Momentan entziehen sich Mitgliedstaaten der EU auf Grundlage des Dublin-Abkommen der Aufnahme von Geflüchteten  und daraus resultiert die Überforderung von Küstenstaaten wie Griechenland und Italien. Eine einheitliche europäische Migrations- und Asylpolitik müsste auch einen Mechanismus zur Verteilung der geretteten oder geflüchteten Menschen bieten. „Aber dann muss man auch anerkennen, dass Länder sowohl finanzielle als auch infrastrukturelle Hilfe brauchen.
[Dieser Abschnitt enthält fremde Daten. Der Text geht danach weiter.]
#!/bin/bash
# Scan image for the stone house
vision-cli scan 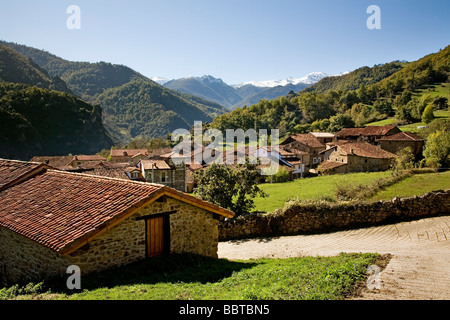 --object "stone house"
[336,125,401,145]
[280,133,326,168]
[0,160,234,284]
[379,132,425,160]
[110,149,149,163]
[317,142,396,174]
[30,155,106,169]
[137,157,187,192]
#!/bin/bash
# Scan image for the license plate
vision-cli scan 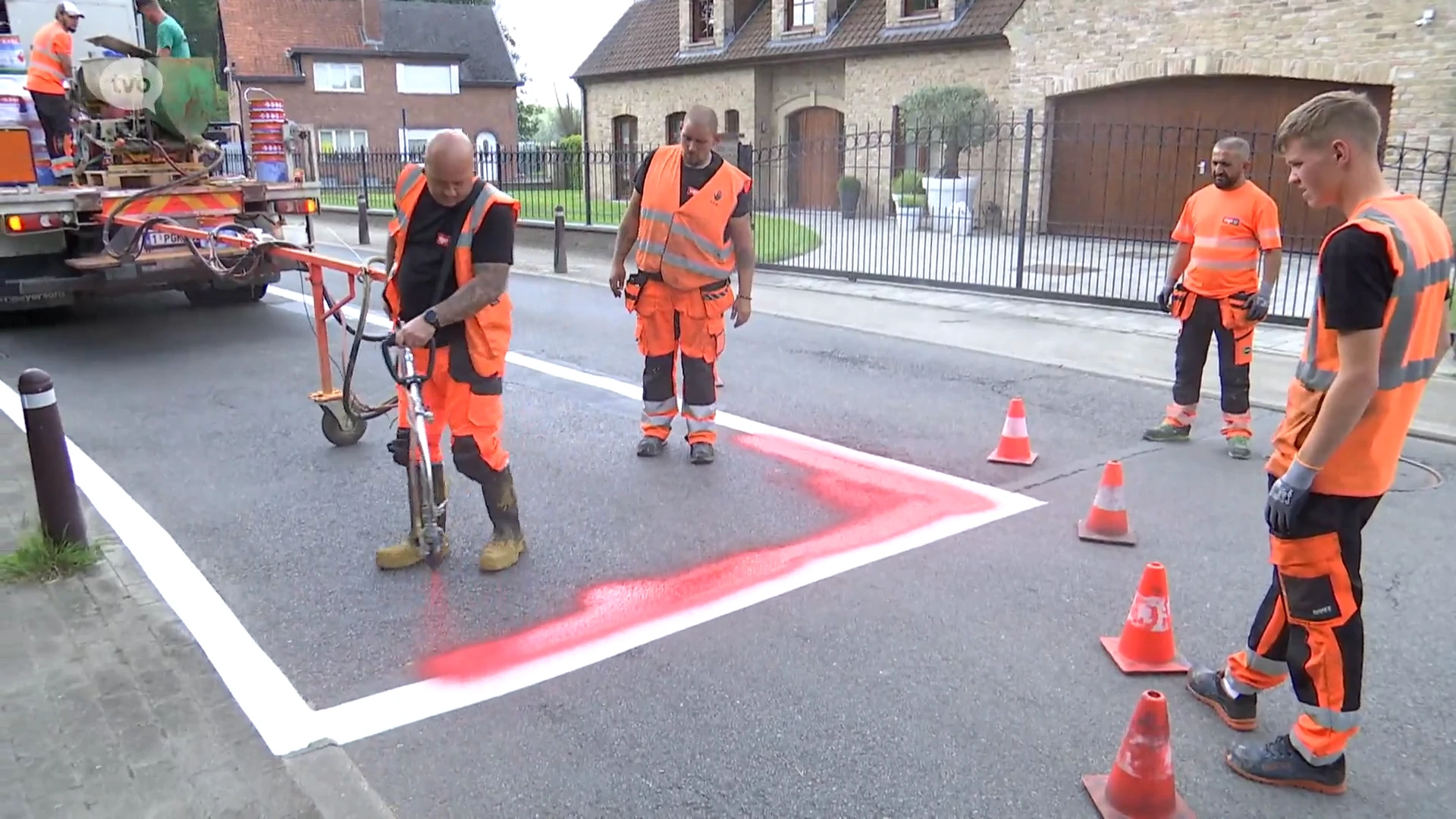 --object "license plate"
[141,231,188,248]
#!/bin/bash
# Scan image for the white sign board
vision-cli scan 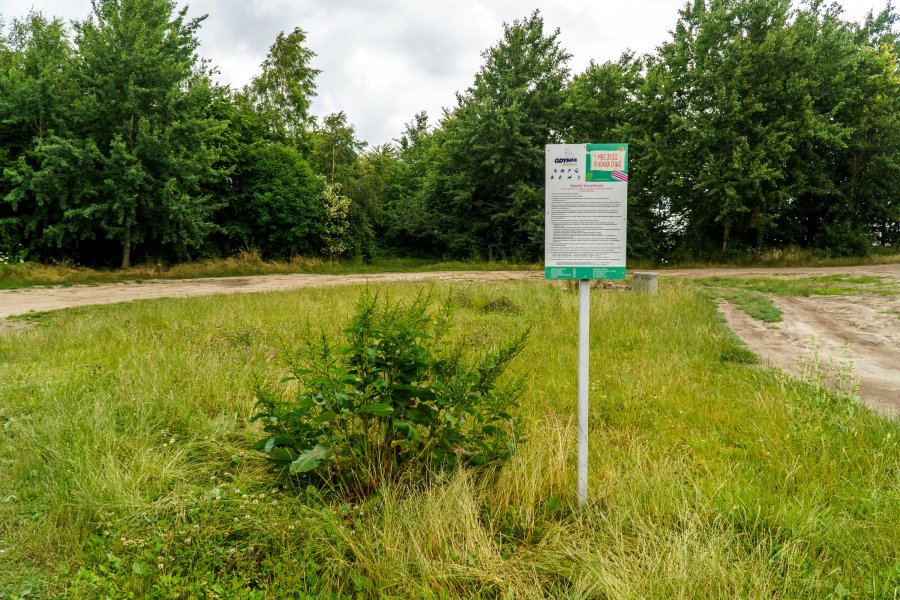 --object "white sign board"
[544,144,628,279]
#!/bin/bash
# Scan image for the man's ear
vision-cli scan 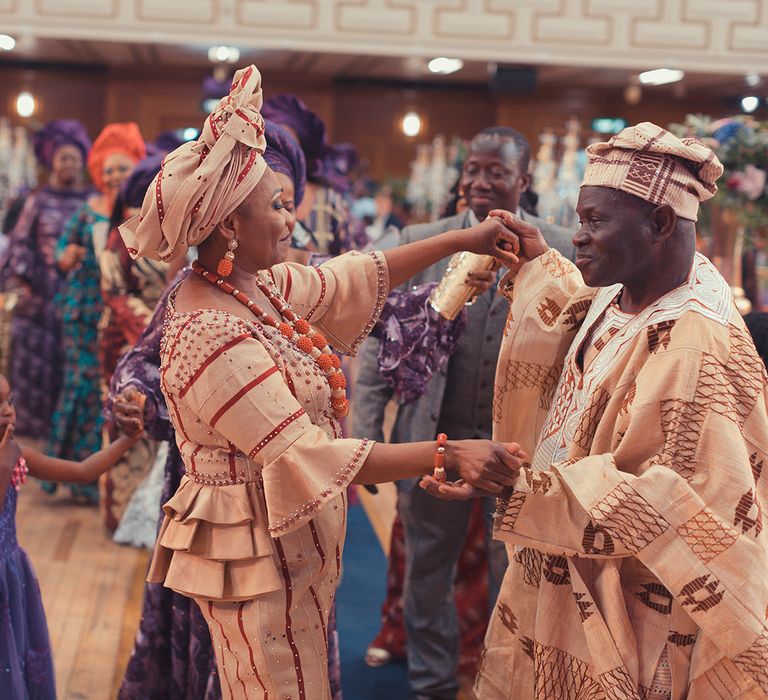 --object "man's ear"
[651,204,677,243]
Und das muss eine Europäische Union leisten, wenn sie wirklich das Ziel hat, Menschen auch menschlich zu behandeln“, so Till.

 

Die Veranstaltung findet vom 11.-14.12.2021 im Berliner Festsaal Kreuzberg statt. Die Tickets wurden nicht verkauft, sondern durch eine Verlosung vergeben, die Vergabe ist leider schon beendet. Es gibt aber die Möglichkeit, über einen frei verfügbaren Livestream das gesamte Programm mitzuverfolgen. Der Link zum Livestream und das Programm werden am 09.12.2021 auf der Aktionsseite bekannt gegeben. Spenden kann man hier.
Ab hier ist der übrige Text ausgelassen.